By Eric B . Meyer
A Texas court held earlier this month that an employer lawfully fired a paramedic who posted on the Facebook page of a co-worker that she wanted to slap a patient.
But, the plaintiff’s rant isn’t the worst of it.
When warned by a co-worker that the plaintiff’s Facebook post was accessible by the general public, the plaintiff responded — publicly on Facebook:
Yeah, whatever. YOU weren’t there. Whenever I have to have a firefighter ride in with me because of a patient’s attitude, and I fear for MY safety, I truly believe a patient needs an attitude adjustment. Think about that the next time YOU correct someone!”
Public Facebook posts aren’t “private”
As you can imagine, once the company got wind of this, it fired the plaintiff for being “unprofessional and insubordinate.” Subsequently, the plaintiff sued for invasion of privacy.

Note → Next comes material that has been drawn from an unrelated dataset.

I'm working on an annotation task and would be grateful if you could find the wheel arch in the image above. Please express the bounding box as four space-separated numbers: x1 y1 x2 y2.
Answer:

Invasion of privacy? Yes, invasion of privacy for accessing Facebook posts. That were public. That the plaintiff was told were public. That the plaintiff acknowledged were public. Plaintiff loses. (You can read the decision here.)
Did I mention that the Texas court that decided the case was an appellate court? The plaintiff appealed her initial defeat — one that I previously blogged about here.
And y’all wonder why our legal system sometimes gets a bad rap. Oy!